Trump’s impeachment caused ripples among white evangelical Christians who make up much of the president’s political base. An editorial published in Christianity Today in December called for Trump’s removal from office. The magazine said that Trump “attempted to use his political power to coerce a foreign leader to harass and discredit one of the president’s political opponents.” It called such conduct unconstitutional and immoral and lamented that “the reason many are not shocked about this is that this president has dumbed down the idea of morality in his administration.”
The day after the Christianity Today editorial was published, the Commander in Tweet himself said on Twitter, “The fact is, no President has ever done what I have done for Evangelicals, or religion itself!” Another evangelical publication, The Christian Post, issued an angry rebuttal to Christianity Today‘s editorial, supporting the president and whimpering that what it called Christianity Today‘s “disdainful, dismissive, elitist posture” could do “long-term damage to American Christianity.”
After The Christian Post embraced Trump, a longtime editor, Napp Nazworth, resigned in protest, and a Georgetown University professor, Paul D. Miller, wrote a dissent headlined “Convict Trump: The Constitution is more important than abortion.” Miller told Christian Post readers that “Christians should advocate for President Donald J. Trump’s conviction and removal from office by the Senate. While Trump has an excellent record of appointing conservative judges and advancing a pro-life agenda, his criminal conduct endangers the Constitution.”
For millions of the white evangelicals in Trump’s national base, the president is a me-me-me messiah who is rubber stamping the atavistic agenda of the religious right. As the annual holiday honoring the life and legacy of Martin Luther King Jr. comes again later this month, evangelical ministers and churchgoers might do well to consider the words that the civil rights leader and Baptist minister wrote in his famous “Letter From Birmingham Jail” in 1963, when he was incarcerated during protests against racial segregation in that city. “We will have to repent in this generation not merely for the vitriolic words and actions of the bad people, but for the appalling silence of the good people,” he wrote in his message that was aimed at white ministers and congregations who, in the face of injustice, “remained silent behind the anesthetizing security of the stained-glass windows.” King told his readers that he, too, saw the church as “the body of Christ,” but he cautioned them that “we have blemished and scarred that body through social neglect and fear of being nonconformists.”

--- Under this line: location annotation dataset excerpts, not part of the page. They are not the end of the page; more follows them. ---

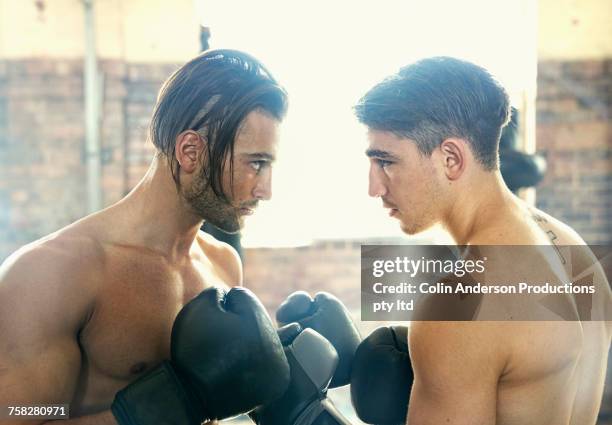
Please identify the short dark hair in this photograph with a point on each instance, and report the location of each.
(437, 98)
(212, 94)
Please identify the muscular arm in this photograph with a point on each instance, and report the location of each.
(456, 366)
(42, 307)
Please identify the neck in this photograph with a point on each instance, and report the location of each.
(154, 214)
(479, 205)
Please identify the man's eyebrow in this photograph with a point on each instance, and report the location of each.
(377, 153)
(259, 155)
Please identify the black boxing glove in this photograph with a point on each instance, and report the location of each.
(312, 360)
(328, 316)
(226, 359)
(382, 377)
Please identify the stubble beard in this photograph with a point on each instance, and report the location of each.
(206, 204)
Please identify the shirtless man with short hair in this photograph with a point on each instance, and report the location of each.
(433, 131)
(87, 310)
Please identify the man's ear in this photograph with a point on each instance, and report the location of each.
(188, 150)
(454, 157)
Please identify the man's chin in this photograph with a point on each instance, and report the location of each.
(411, 228)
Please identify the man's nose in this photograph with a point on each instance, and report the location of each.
(263, 187)
(376, 186)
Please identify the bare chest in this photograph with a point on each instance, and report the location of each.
(129, 330)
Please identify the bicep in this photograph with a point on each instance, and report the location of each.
(39, 355)
(456, 374)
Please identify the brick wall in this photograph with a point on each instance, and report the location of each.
(574, 131)
(42, 172)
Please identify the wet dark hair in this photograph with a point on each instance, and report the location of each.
(437, 98)
(212, 94)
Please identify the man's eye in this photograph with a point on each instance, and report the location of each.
(382, 163)
(258, 165)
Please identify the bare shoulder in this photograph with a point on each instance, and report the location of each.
(54, 275)
(558, 231)
(462, 350)
(223, 257)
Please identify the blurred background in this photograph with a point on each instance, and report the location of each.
(79, 78)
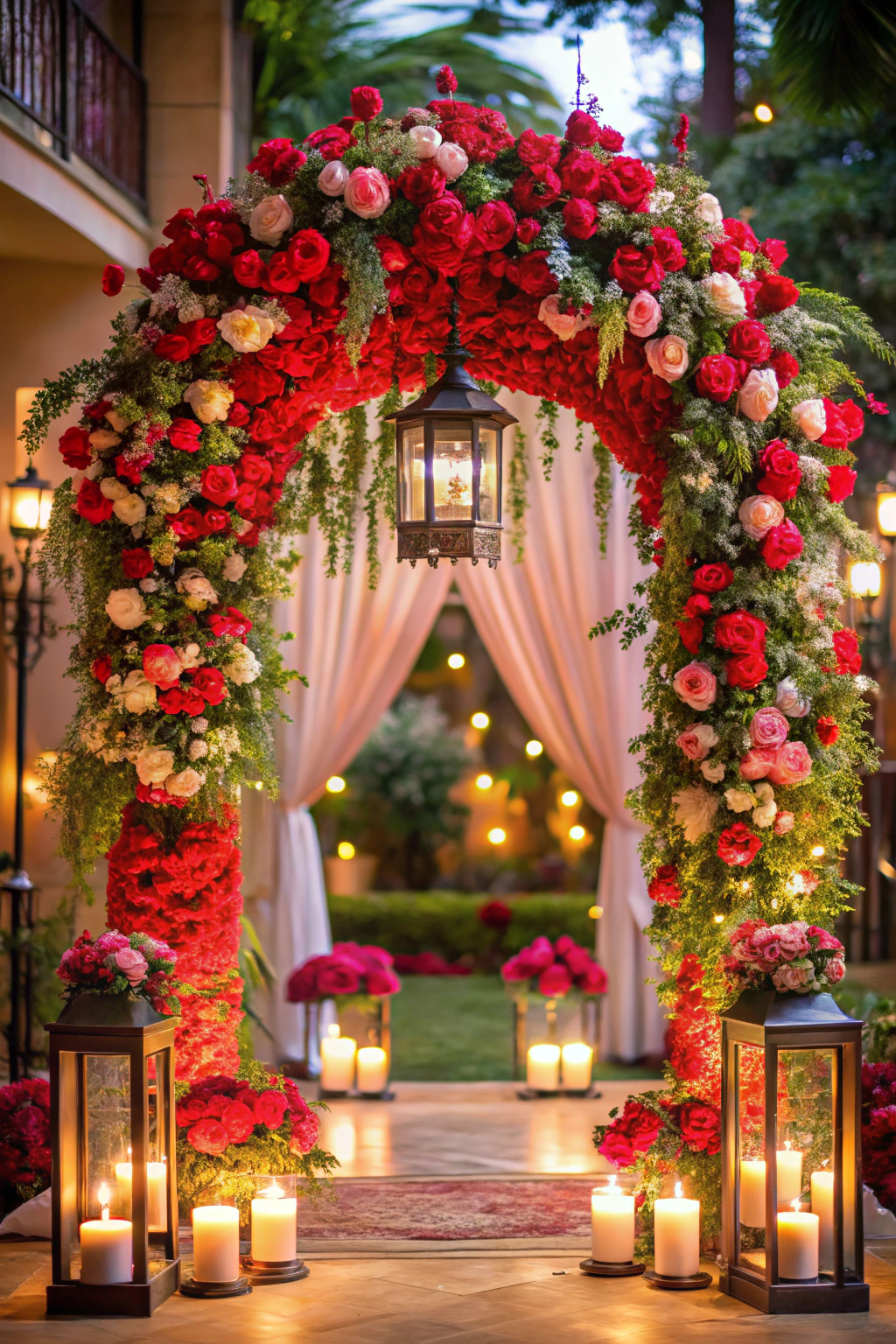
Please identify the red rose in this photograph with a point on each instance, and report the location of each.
(782, 544)
(717, 376)
(580, 218)
(841, 481)
(74, 446)
(775, 293)
(635, 269)
(712, 578)
(137, 564)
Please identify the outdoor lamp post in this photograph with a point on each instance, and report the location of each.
(792, 1187)
(449, 469)
(30, 504)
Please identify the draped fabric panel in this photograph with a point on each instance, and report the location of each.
(580, 696)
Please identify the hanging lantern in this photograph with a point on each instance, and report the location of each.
(792, 1187)
(115, 1187)
(449, 469)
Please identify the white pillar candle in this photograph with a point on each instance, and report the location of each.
(575, 1060)
(676, 1236)
(338, 1063)
(373, 1068)
(215, 1243)
(797, 1245)
(274, 1223)
(543, 1068)
(612, 1225)
(822, 1203)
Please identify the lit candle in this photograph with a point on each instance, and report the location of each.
(612, 1225)
(338, 1060)
(543, 1068)
(577, 1066)
(274, 1223)
(676, 1236)
(822, 1203)
(373, 1068)
(107, 1246)
(797, 1245)
(215, 1243)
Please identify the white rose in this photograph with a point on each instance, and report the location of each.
(725, 293)
(760, 394)
(452, 160)
(234, 567)
(246, 328)
(130, 508)
(695, 810)
(810, 416)
(210, 399)
(707, 207)
(153, 765)
(127, 609)
(243, 666)
(137, 692)
(269, 220)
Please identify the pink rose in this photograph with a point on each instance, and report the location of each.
(696, 686)
(644, 313)
(668, 356)
(793, 764)
(367, 192)
(768, 727)
(760, 514)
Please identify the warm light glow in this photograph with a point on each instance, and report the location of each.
(864, 578)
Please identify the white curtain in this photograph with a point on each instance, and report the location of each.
(356, 646)
(580, 696)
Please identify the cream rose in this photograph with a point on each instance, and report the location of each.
(127, 609)
(758, 514)
(758, 396)
(153, 765)
(668, 356)
(269, 220)
(725, 293)
(210, 399)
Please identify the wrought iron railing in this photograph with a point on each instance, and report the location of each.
(63, 72)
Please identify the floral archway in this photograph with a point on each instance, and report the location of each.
(332, 276)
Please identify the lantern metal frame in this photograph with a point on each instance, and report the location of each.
(453, 396)
(774, 1023)
(110, 1026)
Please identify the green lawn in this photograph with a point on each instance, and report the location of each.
(459, 1028)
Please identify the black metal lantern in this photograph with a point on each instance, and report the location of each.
(792, 1187)
(449, 469)
(115, 1186)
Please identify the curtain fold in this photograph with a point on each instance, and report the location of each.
(580, 696)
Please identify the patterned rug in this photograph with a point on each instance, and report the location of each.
(451, 1210)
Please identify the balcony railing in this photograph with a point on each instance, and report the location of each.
(88, 97)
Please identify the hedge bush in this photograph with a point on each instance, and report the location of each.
(446, 920)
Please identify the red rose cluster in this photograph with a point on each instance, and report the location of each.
(554, 970)
(222, 1110)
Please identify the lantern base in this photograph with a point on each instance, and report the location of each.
(675, 1283)
(610, 1269)
(273, 1271)
(77, 1298)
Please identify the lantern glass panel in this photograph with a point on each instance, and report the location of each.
(413, 474)
(453, 471)
(488, 474)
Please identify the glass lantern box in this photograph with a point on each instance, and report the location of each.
(792, 1188)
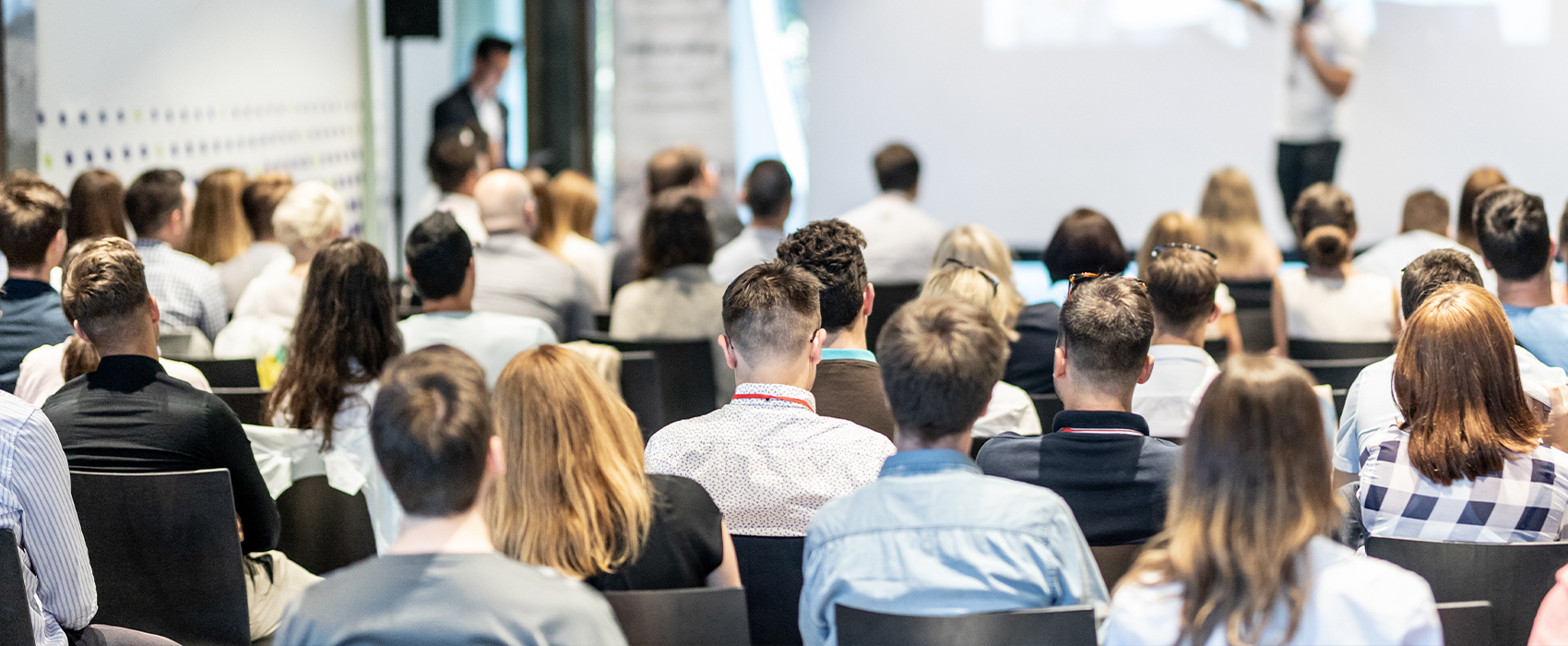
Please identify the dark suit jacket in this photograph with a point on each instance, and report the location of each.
(457, 109)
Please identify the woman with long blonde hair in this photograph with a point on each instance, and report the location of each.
(575, 496)
(1245, 557)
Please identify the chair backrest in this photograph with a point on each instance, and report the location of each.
(324, 529)
(694, 616)
(16, 623)
(1467, 623)
(165, 554)
(1115, 562)
(1063, 626)
(888, 302)
(1512, 576)
(770, 568)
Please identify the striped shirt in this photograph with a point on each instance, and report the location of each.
(36, 505)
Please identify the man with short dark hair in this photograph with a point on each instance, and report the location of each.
(767, 193)
(31, 239)
(849, 383)
(900, 239)
(1181, 291)
(443, 580)
(188, 291)
(1099, 457)
(1516, 242)
(932, 535)
(441, 269)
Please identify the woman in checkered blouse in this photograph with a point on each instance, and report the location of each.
(1473, 461)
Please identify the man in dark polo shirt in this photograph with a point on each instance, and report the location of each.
(1099, 457)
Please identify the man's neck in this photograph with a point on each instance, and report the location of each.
(1536, 292)
(461, 533)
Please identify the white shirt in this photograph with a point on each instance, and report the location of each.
(1310, 112)
(1169, 401)
(753, 246)
(768, 460)
(1350, 599)
(1391, 256)
(1008, 411)
(490, 338)
(1371, 405)
(1359, 307)
(900, 239)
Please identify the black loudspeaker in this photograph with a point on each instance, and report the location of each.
(411, 18)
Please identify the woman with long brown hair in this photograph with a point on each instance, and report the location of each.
(1245, 556)
(1468, 463)
(575, 496)
(344, 338)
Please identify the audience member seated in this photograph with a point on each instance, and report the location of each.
(1234, 231)
(1330, 300)
(1181, 291)
(515, 275)
(98, 208)
(219, 231)
(257, 201)
(441, 267)
(309, 217)
(932, 535)
(1369, 403)
(1422, 228)
(575, 204)
(1176, 228)
(1468, 461)
(1010, 408)
(575, 496)
(1245, 557)
(1516, 242)
(336, 354)
(33, 240)
(900, 239)
(767, 458)
(188, 291)
(443, 582)
(1086, 242)
(849, 381)
(129, 416)
(1101, 458)
(767, 193)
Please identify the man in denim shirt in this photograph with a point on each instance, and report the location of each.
(932, 535)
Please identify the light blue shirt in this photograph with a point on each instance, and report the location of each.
(933, 536)
(1541, 331)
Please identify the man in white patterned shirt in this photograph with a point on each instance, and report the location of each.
(188, 291)
(767, 458)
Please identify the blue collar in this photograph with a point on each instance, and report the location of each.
(849, 353)
(927, 461)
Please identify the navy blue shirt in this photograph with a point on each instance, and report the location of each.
(1102, 463)
(29, 317)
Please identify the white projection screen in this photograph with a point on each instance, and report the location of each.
(1023, 110)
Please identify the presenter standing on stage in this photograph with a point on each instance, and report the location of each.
(1327, 52)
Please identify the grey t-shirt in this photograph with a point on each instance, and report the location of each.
(447, 599)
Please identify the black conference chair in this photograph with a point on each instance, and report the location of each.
(694, 616)
(1467, 623)
(324, 529)
(165, 554)
(1061, 626)
(16, 625)
(1512, 576)
(770, 568)
(888, 302)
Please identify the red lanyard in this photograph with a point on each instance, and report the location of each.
(757, 396)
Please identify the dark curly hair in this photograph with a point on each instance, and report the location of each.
(831, 251)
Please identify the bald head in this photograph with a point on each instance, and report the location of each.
(505, 203)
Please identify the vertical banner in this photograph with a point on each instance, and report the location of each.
(671, 87)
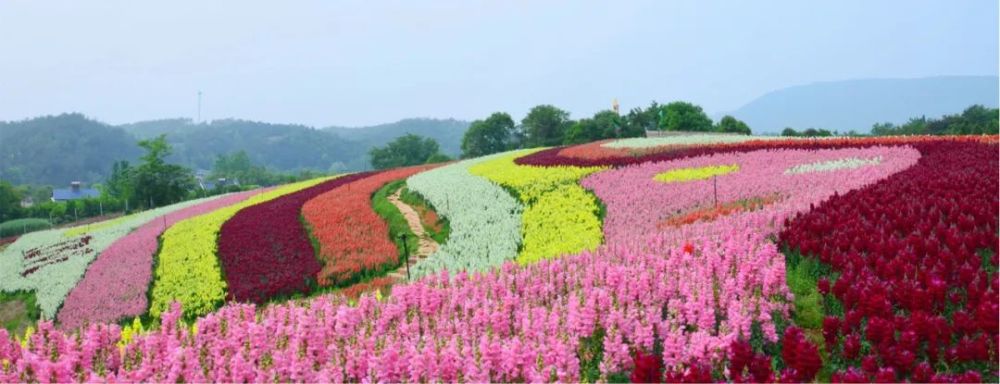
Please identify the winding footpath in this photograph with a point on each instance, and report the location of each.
(426, 245)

Trump is courting evangelicals again in this year’s presidential election with the formation of an “Evangelicals for Trump” coalition. For so many of them, Trump has an Elmer Gantry-esque appeal. Biblical and religious precepts advocating Christian stewardship of our planet and admonishing against people losing their souls to gain the world get short shrift in the political agenda of the religious right. The white evangelical vote will be in Trump’s pocket during this year’s race for the White House, a race that Trump will probably win unless voters with “2020 vision” for our country and planet flock to the polls. As the presidential campaign heats up in 2020, all Americans should remember the words of warning that King wrote in 1963: “Nothing in all the world is more dangerous than sincere ignorance and conscientious stupidity.”